I knelt beside what was left of the hijacker as the assistant MEs laid him onto the showroom carpet. I borrowed a pair of rubber gloves and slowly pulled off his mask. The back of my fist flew against my forehead when I uncovered a second black rubber mask beneath it.
A skin-diving mask.
That’s how they did it! How they had gotten away. They’d used scuba-diving equipment to escape under the water.
I borrowed a phone and told Will Matthews about my discovery. After some choice expletives, he called in more harbor units from Jersey and the Coast Guard.
A
fter I hung up, I pulled off the hijacker’s rubber mask. The deceased was a Hispanic man in his late thirties, early forties. Nothing in his pockets. A nine-millimeter Beretta pistol in an underarm holster, but the serial number had been filed away. I groaned when I looked at his hands and saw his fingerprints were gone, too. I’d seen similar prints on the hands of crackheads, ridges melted down to a nub from holding too many hot pipes.
No! I thought, these bastards weren’t going to disappear without leaving me at least one lead. I found Lonnie Jacob, a crime scene investigator I’d worked with several times. I showed him the jacker’s hands.
“Think you can get anything?” I said.
“Maybe a partial,” Lonnie said skeptically. “I’ll have to work on him back at the morgue. I really doubt we’ll get anything, though. This dude did not want to be identified.”
“What’s up, Mike?” Commander Will Matthews said moments later as he came across the broken glass toward me. “You transferring to Sanitation on me?”
“Thought I’d put out some feelers after this home run,” I said.

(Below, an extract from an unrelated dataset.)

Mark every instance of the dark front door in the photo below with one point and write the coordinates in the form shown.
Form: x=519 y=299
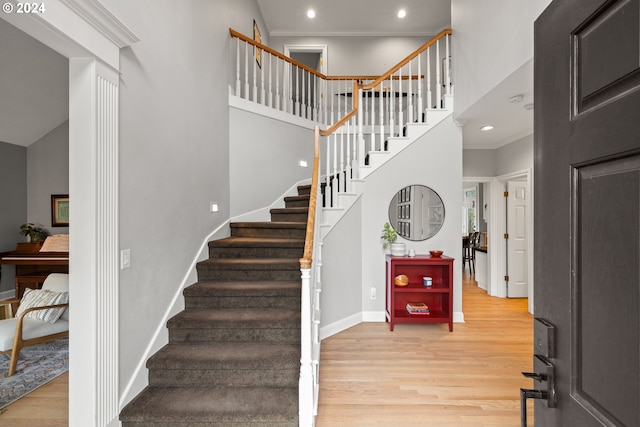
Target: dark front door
x=587 y=208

“We did all we could, Mike,” Will Matthews said, staring at the carnage all around us. “That’s the truth, and it’s the story I’m sticking to. I advise you to repeat after me during the impending shit storm.”
“Will do,” I said. “We did all we could. Happens to be the truth.”
“Now get out of here and see your family. My driver’s outside waiting for you,” Will Matthews said. “That’s an order.”
A cold wind was whipping down 57th when I stepped outside. I had hardly noticed it before, but this Christmas had turned out to be one of those stainless-steel-colored December days when you have the feeling winter will never end. As I got into the back of the cruiser and my thoughts shifted toward my wife, I decided I didn’t want it to.
If Maeve wasn’t going to see another spring, why the hell should anybody else?